Node Inputs

  • URL

    • Type: text
    • Placeholder: Ex. https://www.gumloop.com/
    • Description: Enter the website URL you want to crawl. Note: Javascript generated text is not yet supported.
    • Usage: This is the starting point for the web crawl. It should be the full address to the webpage you wish to crawl.
  • Depth

    • Type: number
    • Placeholder: 1
    • Description: The number of layers to traverse in the crawl. Default is 1, which only crawls the initial page’s links. Setting 2 will crawl the initial page and then any linked pages. The maximum depth is 3, meaning the initial page’s links plus links on those pages, and then a third layer of linked pages.
    • Usage: Use this to control how deeply the node crawls. Higher depth values can potentially return more links but will take longer and consume more resources.

Node Output

  • URL List
    • Type: List of text
    • Description: A list of all URLs that have been found and crawled through, starting from the initial URL provided.

Node Functionality

This node operates as a web crawler.
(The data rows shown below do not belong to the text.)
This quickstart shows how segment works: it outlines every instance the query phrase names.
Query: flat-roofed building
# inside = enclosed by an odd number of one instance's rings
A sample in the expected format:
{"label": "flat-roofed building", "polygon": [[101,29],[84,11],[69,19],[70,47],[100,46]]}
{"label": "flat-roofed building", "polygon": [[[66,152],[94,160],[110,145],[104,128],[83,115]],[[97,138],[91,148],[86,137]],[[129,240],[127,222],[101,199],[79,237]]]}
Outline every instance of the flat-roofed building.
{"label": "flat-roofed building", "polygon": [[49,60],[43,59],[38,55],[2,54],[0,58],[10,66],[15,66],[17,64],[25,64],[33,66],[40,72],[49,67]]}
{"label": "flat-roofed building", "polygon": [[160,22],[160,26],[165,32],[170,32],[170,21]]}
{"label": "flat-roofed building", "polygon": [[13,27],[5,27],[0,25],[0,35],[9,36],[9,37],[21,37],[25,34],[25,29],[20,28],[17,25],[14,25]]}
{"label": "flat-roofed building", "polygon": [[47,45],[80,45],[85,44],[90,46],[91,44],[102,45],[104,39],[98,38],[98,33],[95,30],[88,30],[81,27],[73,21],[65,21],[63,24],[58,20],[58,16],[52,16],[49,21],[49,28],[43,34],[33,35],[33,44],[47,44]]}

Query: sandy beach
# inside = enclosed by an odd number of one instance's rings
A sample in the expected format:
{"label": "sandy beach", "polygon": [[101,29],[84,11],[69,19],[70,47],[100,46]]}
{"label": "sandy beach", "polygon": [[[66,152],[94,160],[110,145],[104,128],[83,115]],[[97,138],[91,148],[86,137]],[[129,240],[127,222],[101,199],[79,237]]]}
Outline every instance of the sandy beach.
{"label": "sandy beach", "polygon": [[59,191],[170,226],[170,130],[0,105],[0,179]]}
When triggered, it starts from a specified initial URL and looks for all URLs linked on that webpage. If set to do so, the node can go beyond the initial page, following those links and finding new ones on the connected pages, up to the specified depth.

When To Use

Use the Website Crawler node when you need to:

  • Gather a list of links present on a specific website.
  • Explore the structure of a website by identifying how different pages are interconnected.
  • Perform a shallow or deep audit of the links present on a website for SEO or general web analysis purposes.
  • Map out the link landscape of a competitor’s or your own website to understand what content is being referenced internally or externally.